V. L. Talrose Institute for Energy Problems of Chemical Physics, N. N. Semenov Federal Research Center for Chemical Physics, Russian Academy of Sciences, 119334 Moscow, Russia.
V. L. Talrose Institute for Energy Problems of Chemical Physics, N. N. Semenov Federal Research Center for Chemical Physics, Russian Academy of Sciences, 119334 Moscow, Russia.
J Proteomics. 2021 Sep 30;248:104350. doi: 10.1016/j.jprot.2021.104350. Epub 2021 Aug 10.
Characterization of post-translational modifications is among the most challenging tasks in tandem mass spectrometry-based proteomics which has yet to find an efficient solution. The ultra-tolerant (open) database search attempts to meet this challenge. However, interpretation of the mass shifts observed in open search still requires an effective and automated solution. We have previously introduced the AA_stat tool for analysis of amino acid frequencies at different mass shifts and generation of hypotheses on unaccounted in vitro modifications. Here, we report on the new version of AA_stat, which now complements amino acid frequency statistics with a number of new features: (1) MS/MS-based localization of mass shifts and localization scoring, including shifts which are the sum of modifications; (2) inferring fixed modifications to increase method sensitivity; (3) inferring monoisotopic peak assignment errors and variable modifications based on abundant mass shift localizations to increase the yield of closed search; (4) new mass calibration algorithm to account for partial systematic shifts; (5) interactive integration of all results and a rated list of possible mass shift interpretations. With these options, we improve interpretation of open search results and demonstrate the utility of AA_stat for profiling of abundant and rare amino acid modifications. AA_stat is implemented in Python as an open-source tool available at https://github.com/SimpleNumber/aa_stat. SIGNIFICANCE: Mass spectrometry-based PTM characterization has a long history, yet most of the methods rely on a priori knowledge of modifications of interest and do not provide a whole proteome modification landscape in a blind manner. The open database search is an efficient attempt to address this challenge by identifying peptides with mass shifts corresponding to possible modifications. Then, interpreting these mass shifts is required. Therefore, development of bioinformatics software for post-processing of the open search results, which is capable of detection and accurate annotation of new or unexpected modifications, from characterization of sample preparation efficiency and quality control to discovery of rare post-translational modifications, is of high importance.

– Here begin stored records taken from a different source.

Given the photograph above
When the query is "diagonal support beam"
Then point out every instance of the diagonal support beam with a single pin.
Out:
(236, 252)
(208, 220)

基于串联质谱的蛋白质组学中,对翻译后修饰的鉴定是最具挑战性的任务之一,目前尚未找到有效的解决方案。超耐受(开放)数据库搜索试图应对这一挑战。然而,要解释在开放搜索中观察到的质量位移,仍然需要有效的自动化解决方案。我们之前介绍了 AA_stat 工具,用于分析不同质量位移处的氨基酸频率,并生成关于未被发现的体外修饰的假说。在这里,我们报告了 AA_stat 的新版本,它现在用许多新功能补充了氨基酸频率统计:(1)基于 MS/MS 的质量位移定位和定位评分,包括修饰的总和;(2)推断固定修饰以提高方法灵敏度;(3)根据丰富的质量位移定位推断单一同位素峰分配错误和可变修饰,以增加封闭搜索的产量;(4)新的质量校准算法,用于解释部分系统偏移;(5)所有结果的交互式集成以及可能的质量位移解释的评级列表。通过这些选项,我们改善了对开放搜索结果的解释,并展示了 AA_stat 在分析丰富和稀有氨基酸修饰方面的效用。AA_stat 是用 Python 实现的开源工具,可在 https://github.com/SimpleNumber/aa_stat 上获得。意义:基于质谱的 PTM 鉴定具有悠久的历史,但大多数方法都依赖于感兴趣的修饰的先验知识,并且不能以盲方式提供整个蛋白质组修饰图谱。开放数据库搜索是一种有效的尝试,通过识别与可能的修饰相对应的质量位移的肽来解决这一挑战。然后,需要解释这些质量位移。因此,开发用于后处理开放搜索结果的生物信息学软件,从样品制备效率和质量控制的特征到稀有翻译后修饰的发现,从检测和准确注释新的或意外的修饰,具有重要意义。